Football Association of Ireland CEO Jonathan Hill insists that Vera Pauw’s departure came as a result of the need for a “different and fresh approach”.
Hill’s comments came in response to claims from the outgoing Republic of Ireland manager, who oversaw the team in their recent World Cup campaign in New Zealand and Australia.
After it was announced last month that the Dutchwoman would not be having her contract renewed, Pauw issued a statement claiming that the FAI’s review into their World Cup was “flawed” and the outcome was “pre-determined”, adding that her position had been “undermined”.
At an FAI briefing on Thursday, Hill insisted that “it was clear” Pauw would not “change her fundamental approach”.
Hill said: “It’s important to stress we are not here to criticise the manager’s approach in any of these areas and Vera was very clear, consistent and open in stating not just to us, but also to her staff and players, that she believed that her approach to core areas was absolutely the right one and indeed one she’d adhered to across her entire career.
“We are not doubting that conviction nor indeed her beliefs, but we do feel it is important to recognise that in professional football, as in wider sport, there are always disagreements and at times subsequent tension around style and preparation.
“The manager had her views and believed in her approach, a number of the players and indeed Marc (Canham) simply had a different position.
“What we are saying in simple terms, is that we genuinely believe in order to propel the next phase of growth for this team and women’s and girls football within Ireland more broadly, we feel we need a different and fresh approach.
“There were indeed differences of opinion, but these are part and parcel of the game, but it was clear from discussions with Vera that she was not going to change her fundamental approach.”
Pauw took charge of the team in 2019 and led them to a first-ever World Cup appearance in the summer, but in the background there were rumours of disquiet in the camp and reports of a strained relationship with captain Katie McCabe.
The 60-year-old also went into the competition with a renewed focus on allegations – which she strongly denies- of bullying and belittling behaviour during her time with the Houston Dash, for which she was sanctioned by the NSWL earlier this year.
Following her departure it was confirmed that Eileen Gleeson would be taking charge as interim head coach of the team ahead of the first Nations League fixtures, starting with a clash against Northern Ireland at the Aviva Stadium this month.
Hill also confirmed in the briefing that Republic men’s manager Stephen Kenny will remain in charge of the side for their remaining Euro 2024 qualifying matches and a friendly against New Zealand in November.

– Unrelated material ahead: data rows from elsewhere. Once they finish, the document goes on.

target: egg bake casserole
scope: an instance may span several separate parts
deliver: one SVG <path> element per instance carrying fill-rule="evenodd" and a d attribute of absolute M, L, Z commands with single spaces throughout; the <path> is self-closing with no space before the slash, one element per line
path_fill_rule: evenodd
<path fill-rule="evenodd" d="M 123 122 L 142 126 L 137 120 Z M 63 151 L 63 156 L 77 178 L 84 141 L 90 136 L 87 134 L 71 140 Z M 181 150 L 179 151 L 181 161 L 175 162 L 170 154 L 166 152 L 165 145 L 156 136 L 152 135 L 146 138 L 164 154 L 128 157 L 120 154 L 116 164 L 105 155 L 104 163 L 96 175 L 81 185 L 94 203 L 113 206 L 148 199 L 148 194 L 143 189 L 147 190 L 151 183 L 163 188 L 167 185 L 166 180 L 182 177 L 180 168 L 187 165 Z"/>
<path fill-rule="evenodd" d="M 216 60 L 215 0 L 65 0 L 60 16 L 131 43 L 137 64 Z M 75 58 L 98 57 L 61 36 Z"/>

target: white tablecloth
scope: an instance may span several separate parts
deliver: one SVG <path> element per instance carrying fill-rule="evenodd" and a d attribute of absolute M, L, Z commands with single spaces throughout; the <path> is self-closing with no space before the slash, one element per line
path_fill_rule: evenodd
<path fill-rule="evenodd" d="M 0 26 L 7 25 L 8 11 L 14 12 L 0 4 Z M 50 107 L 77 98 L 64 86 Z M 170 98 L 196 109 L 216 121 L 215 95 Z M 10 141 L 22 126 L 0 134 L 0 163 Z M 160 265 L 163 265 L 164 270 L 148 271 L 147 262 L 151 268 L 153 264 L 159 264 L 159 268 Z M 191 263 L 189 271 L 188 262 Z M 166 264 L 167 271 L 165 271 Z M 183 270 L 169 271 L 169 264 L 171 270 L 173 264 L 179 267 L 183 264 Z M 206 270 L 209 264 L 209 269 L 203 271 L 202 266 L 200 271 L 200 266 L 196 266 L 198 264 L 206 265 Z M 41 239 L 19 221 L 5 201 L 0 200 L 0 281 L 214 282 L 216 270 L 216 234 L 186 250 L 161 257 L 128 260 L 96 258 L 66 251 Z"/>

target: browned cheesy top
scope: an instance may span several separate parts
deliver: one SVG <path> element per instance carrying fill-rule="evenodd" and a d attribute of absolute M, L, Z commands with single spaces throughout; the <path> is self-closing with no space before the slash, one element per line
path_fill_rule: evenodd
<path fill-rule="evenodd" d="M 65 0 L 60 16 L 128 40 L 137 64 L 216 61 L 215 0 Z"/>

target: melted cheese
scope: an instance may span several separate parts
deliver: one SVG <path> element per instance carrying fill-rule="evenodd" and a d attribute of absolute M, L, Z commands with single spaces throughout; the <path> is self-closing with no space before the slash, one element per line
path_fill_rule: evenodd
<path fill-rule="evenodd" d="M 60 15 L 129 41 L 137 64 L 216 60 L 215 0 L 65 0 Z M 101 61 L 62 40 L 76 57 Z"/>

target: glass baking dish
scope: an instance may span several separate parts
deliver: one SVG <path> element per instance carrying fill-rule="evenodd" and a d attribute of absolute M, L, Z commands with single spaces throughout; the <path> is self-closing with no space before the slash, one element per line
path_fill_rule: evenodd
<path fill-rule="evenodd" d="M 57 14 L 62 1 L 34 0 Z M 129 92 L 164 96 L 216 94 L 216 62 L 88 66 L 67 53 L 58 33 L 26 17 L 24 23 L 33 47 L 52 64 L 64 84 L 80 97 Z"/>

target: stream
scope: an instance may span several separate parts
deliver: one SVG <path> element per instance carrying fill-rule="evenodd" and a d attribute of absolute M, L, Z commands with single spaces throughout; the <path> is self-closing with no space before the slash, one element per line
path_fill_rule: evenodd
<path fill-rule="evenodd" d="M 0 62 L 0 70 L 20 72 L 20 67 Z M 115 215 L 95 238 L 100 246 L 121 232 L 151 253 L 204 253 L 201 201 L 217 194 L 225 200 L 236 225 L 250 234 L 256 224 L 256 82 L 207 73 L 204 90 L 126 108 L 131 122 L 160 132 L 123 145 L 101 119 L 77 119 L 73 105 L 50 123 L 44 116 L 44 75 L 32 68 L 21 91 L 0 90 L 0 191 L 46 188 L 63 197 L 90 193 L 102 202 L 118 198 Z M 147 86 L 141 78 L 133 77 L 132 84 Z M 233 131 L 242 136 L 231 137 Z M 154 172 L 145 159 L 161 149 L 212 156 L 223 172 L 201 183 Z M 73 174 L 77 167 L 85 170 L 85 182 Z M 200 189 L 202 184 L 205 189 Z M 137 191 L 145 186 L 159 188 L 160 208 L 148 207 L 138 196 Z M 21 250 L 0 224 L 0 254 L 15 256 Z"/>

Kenny’s side suffered back-to-back defeats by Group B opponents France and the Netherlands in the space of four days, but Hill added a review will be conducted after the All Whites contest.
He said: “Whilst we might not have achieved the results we would have hoped for during this campaign, with qualification for the tournament set as a goal at the outset, I know the manager and players are fully focused on the remaining matches this year – and they will prepare for and deliver those games accordingly.
“Once those matches are played, as with the women’s World Cup campaign, we will then conduct an in-depth review of the campaign in its entirety and after the final friendly match in November against New Zealand.
“The board will then meet to consider this review and next steps.”